ビットコインが1223万円に急騰 ストラテジーの84万BTC保有分が再び黒字化
ビットコイン価格がわずか48時間で約20%上昇し、7万7000ドル(約1223万円)を回復した。これにより、84万447BTCを抱えるストラテジーの平均取得価格を突破。オンチェーンデータからは、次に下落した際の「買い支え」となり得る価格帯も見えてきた。

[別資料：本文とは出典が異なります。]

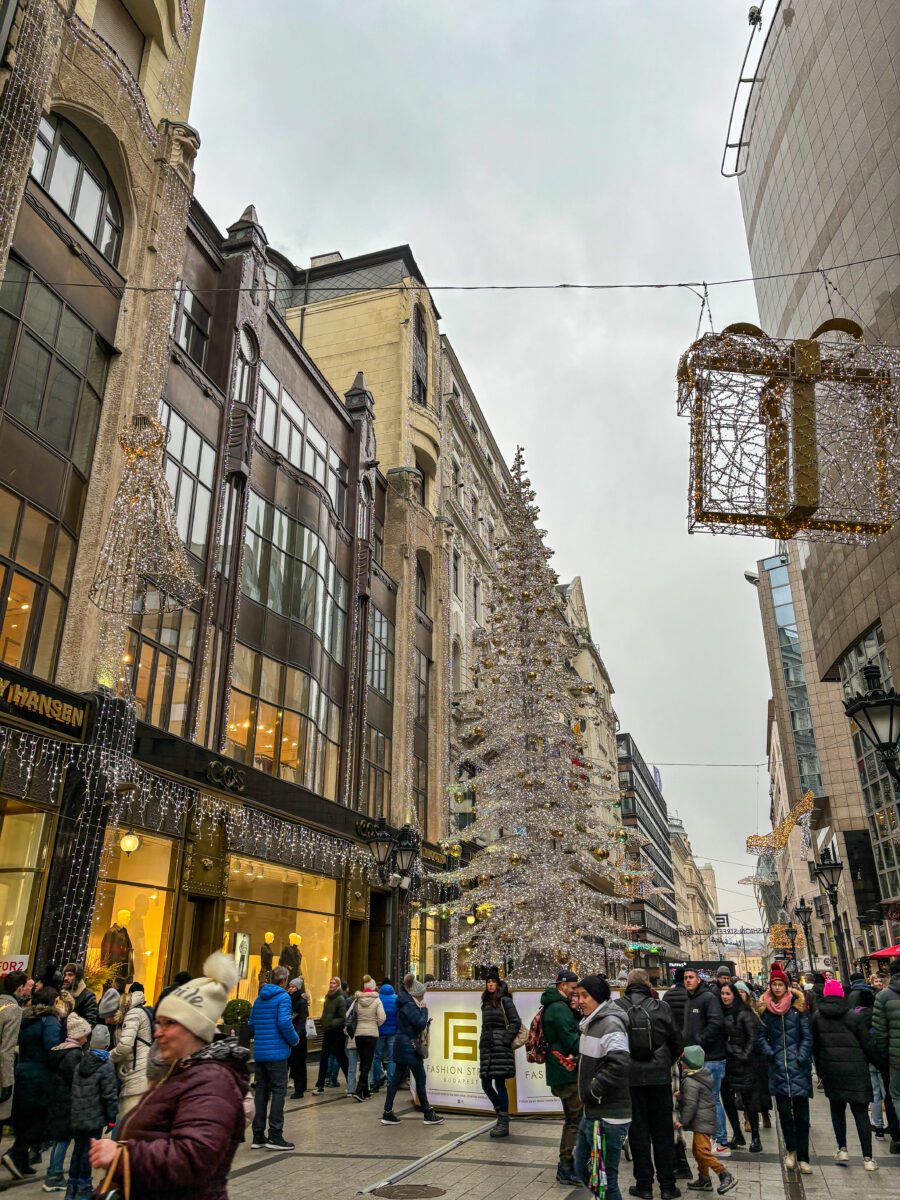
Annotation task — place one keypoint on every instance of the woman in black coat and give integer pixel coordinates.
(844, 1069)
(497, 1061)
(742, 1066)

ビットコイン(BTC)が金曜日、7万7000ドル(約1223万円)に到達した。これに伴い、ビジネスインテリジェンス企業ストラテジーが保有する巨額のビットコインも、ついに赤字圏を脱した。
要点
- ビットコインは7万7000ドルを回復し、5月26日以来の高値を記録した
- ストラテジーの平均取得価格である7万5385ドル(約1197万円)を上回った
- BTC総供給量の約11%に相当する買いが、6万8000ドル(約1080万円)以下に新たな支持帯を形成している
ビットコインが5月以来の高値 ストラテジーも赤字脱出
トレーディングビューのデータによると、ビットコインは週最後となるウォール街の取引開始を前に、7万7400ドル(約1229万円)を超える直近高値をつけた。

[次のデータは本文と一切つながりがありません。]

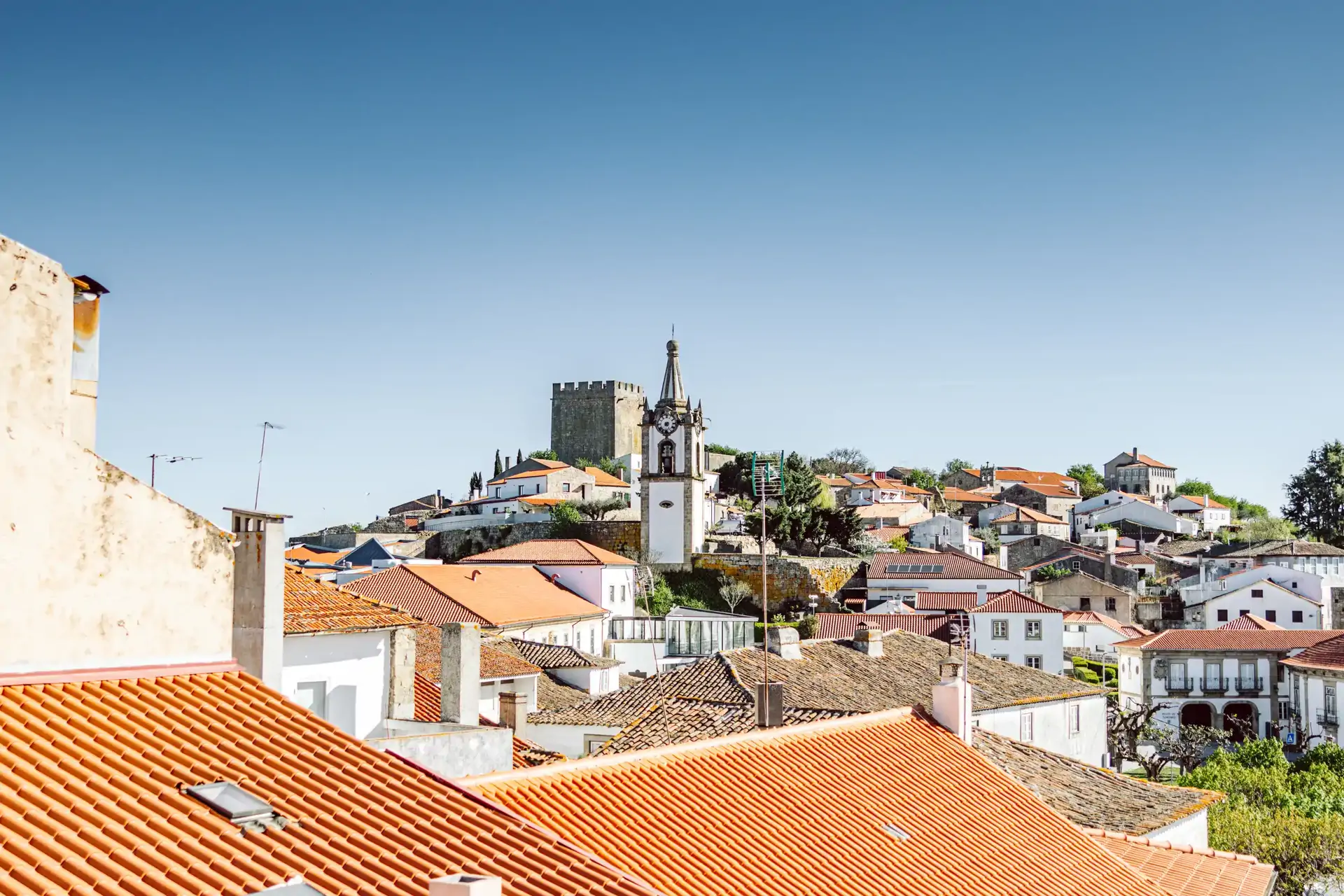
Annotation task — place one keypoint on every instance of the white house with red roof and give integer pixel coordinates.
(1210, 514)
(1018, 629)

BTC/USD one-day chart. Source: Cointelegraph/TradingView
BTC/USDは48時間で約20%上昇した。その勢いはすさまじく、目立った値固めもないまま重要な価格帯を次々と突破した。
とりわけ胸をなで下ろしたのが、世界最大の企業ビットコイン保有会社であるストラテジーだ。
ビットコイン・トレジャリーズのデータによれば、同社が保有する84万447BTCの平均取得価格は1BTC当たり7万5385ドル(約1197万円)。ビットコイン価格がこれを上回ったことで、保有分は再び黒字圏に浮上した。年初来の利益は約4億5000万ドル(約715億円)に達している。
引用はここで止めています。